Real Estate Investment Trusts have recently been one of the market's brightest sectors. Shortly before the Federal Reserve Open Market Committee's mid-June meeting to consider interest rate policy, the MSCI REIT Index had returned 8% for all of 2016 and a sparkling 16.49% during the previous 12 months, when the S&P 500 Index generated a comparatively meager 1.72%.
But what will happen to REITs after the Fed meets to decide future rates? REIT valuations are sensitive to rate trends. The funds invest in real estate projects financed with loans, the cost of which depends on interest rates. They also generate much of their return in the form of dividends, which tend to command lower valuations in rising rate environments.
But experts say REITs' future doesn't hinge on the outcome of a single Fed meeting. "A lot of people are focused on what the Fed may or may not do," says J. Scott Craig, who manages the Eaton Vance Real Estate Fund for Eaton Vance Management in Boston. "But real estate is a long-duration asset class. It's much more important what happens on the long end of the curve than on the short end of the curve. Like orders of magnitude more important."
Craig notes that the current forward curve for U.S. Treasuries, which is based on investor expectations for inflation and consumer behavior as well as Fed actions, implies that in 2021 the interest rate on 10-Year Treasuries will be about 2.25%. With 10-Year Treasury rates now just over just over 1.6%, this would be a modest increase in long-term rates, he says. "If that is what comes to pass, that's a very supportive backdrop for real estate valuations and for REIT valuations," Craig says.

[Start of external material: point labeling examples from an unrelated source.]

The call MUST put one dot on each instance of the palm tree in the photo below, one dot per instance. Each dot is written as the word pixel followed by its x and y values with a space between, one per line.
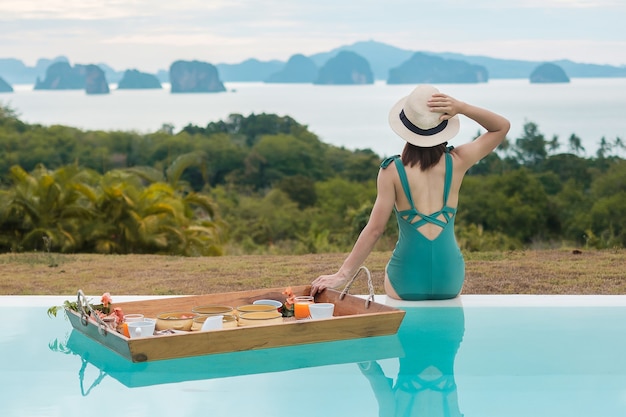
pixel 47 205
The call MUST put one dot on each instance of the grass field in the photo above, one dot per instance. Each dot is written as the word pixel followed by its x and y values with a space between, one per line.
pixel 519 272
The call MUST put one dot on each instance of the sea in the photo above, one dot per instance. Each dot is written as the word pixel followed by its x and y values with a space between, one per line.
pixel 354 116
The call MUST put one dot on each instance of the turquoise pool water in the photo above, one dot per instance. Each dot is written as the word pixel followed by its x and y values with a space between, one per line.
pixel 477 357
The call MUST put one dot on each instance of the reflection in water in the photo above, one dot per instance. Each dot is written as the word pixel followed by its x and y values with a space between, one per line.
pixel 426 346
pixel 425 385
pixel 222 365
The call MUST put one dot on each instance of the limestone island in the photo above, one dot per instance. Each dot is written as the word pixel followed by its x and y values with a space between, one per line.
pixel 136 80
pixel 195 77
pixel 423 68
pixel 299 69
pixel 5 87
pixel 347 68
pixel 548 73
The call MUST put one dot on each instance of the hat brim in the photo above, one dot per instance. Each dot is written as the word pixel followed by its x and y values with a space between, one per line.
pixel 413 138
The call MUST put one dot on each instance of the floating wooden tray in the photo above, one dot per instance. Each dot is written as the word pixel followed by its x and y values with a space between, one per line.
pixel 353 318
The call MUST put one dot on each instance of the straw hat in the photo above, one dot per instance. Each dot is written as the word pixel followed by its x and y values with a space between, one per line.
pixel 411 119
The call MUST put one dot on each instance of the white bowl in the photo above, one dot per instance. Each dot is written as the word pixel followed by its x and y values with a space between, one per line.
pixel 143 328
pixel 321 310
pixel 274 303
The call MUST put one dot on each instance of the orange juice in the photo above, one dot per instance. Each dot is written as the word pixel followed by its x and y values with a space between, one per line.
pixel 301 307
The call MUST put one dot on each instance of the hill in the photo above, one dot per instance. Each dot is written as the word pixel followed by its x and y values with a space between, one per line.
pixel 517 272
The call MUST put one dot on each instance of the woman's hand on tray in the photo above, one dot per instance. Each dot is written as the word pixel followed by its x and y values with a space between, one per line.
pixel 327 281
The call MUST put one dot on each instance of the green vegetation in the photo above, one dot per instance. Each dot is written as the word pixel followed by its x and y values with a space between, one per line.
pixel 264 184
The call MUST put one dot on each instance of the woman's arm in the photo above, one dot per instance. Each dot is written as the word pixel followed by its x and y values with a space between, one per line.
pixel 497 127
pixel 383 206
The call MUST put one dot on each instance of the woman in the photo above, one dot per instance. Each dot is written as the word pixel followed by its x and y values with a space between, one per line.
pixel 422 187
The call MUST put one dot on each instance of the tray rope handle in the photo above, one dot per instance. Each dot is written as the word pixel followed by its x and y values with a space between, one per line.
pixel 85 310
pixel 370 285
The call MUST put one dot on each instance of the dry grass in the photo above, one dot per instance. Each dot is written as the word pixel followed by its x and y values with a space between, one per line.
pixel 519 272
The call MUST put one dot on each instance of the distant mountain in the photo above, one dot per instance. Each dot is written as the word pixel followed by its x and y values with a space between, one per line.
pixel 345 68
pixel 429 69
pixel 548 73
pixel 195 77
pixel 134 79
pixel 381 57
pixel 5 87
pixel 299 69
pixel 249 70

Maintaining a long-term focus is also advised by Benjamin Sullivan, a certified financial planner at Palisades Hudson Financial Group in Austin, Texas. "One of the biggest mistakes investors make is trying to trade based on a very accurate prediction for which the market has already accounted," Sullivan adds. "While rising interest rates are predicted to be a drag on REIT returns, the REIT market is already very aware of this likely increase."
He says that REIT valuations will, however, likely react to the Fed's action or inaction, falling in the absence of a rate hike and climbing if the Fed opts do to nothing. But he adds that the reaction could be brief and may reverse itself.
If the Fed raises rates, that will be interpreted as an endorsement of the economy's strength, Sullivan says. "In a growing economy, improvements in real estate fundamentals, such as occupancy levels and rent growth, should help increase earnings in the industry and offset the drag of rate hikes," he says.
How about no Fed action? "If the Fed surprises markets and doesn't raise rates in the coming months, REIT prices could move higher," Sullivan says. "Last August, REIT indexes sharply declined as the market anticipated a rate hike, but REITs quickly rebounded when rates remained unchanged."
Sullivan suggests that investors who own REITs consider rebalancing to account for the asset class's market outperformance. "When REIT prices rise more than other parts of a portfolio, as they have done recently, this is a signal to reduce your stake to its original target percentage," he says.
Sullivan recommends most investors allocate about 7.5% of stock portfolios to REITs. The funds offer inflation protection and dividend returns but are particularly valued for their diversification attributes. As an alternative asset class, they tend to move independently of stocks and bonds, giving investors a hedge against broad declines in traditional asset classes.
Craig cautions against major moves into or out of REITs to try to profit from reaction to the Fed meeting. "It's not an approach that I use in my own fund, and it's frankly not an approach that I recommend," he says. "So many people have been so wrong already on what the Fed will or won't do. For example, three or four months ago people were expecting bigger and faster increases this year than we now think is likely. For those who were confident in that view and placed big bets, they've just lost out."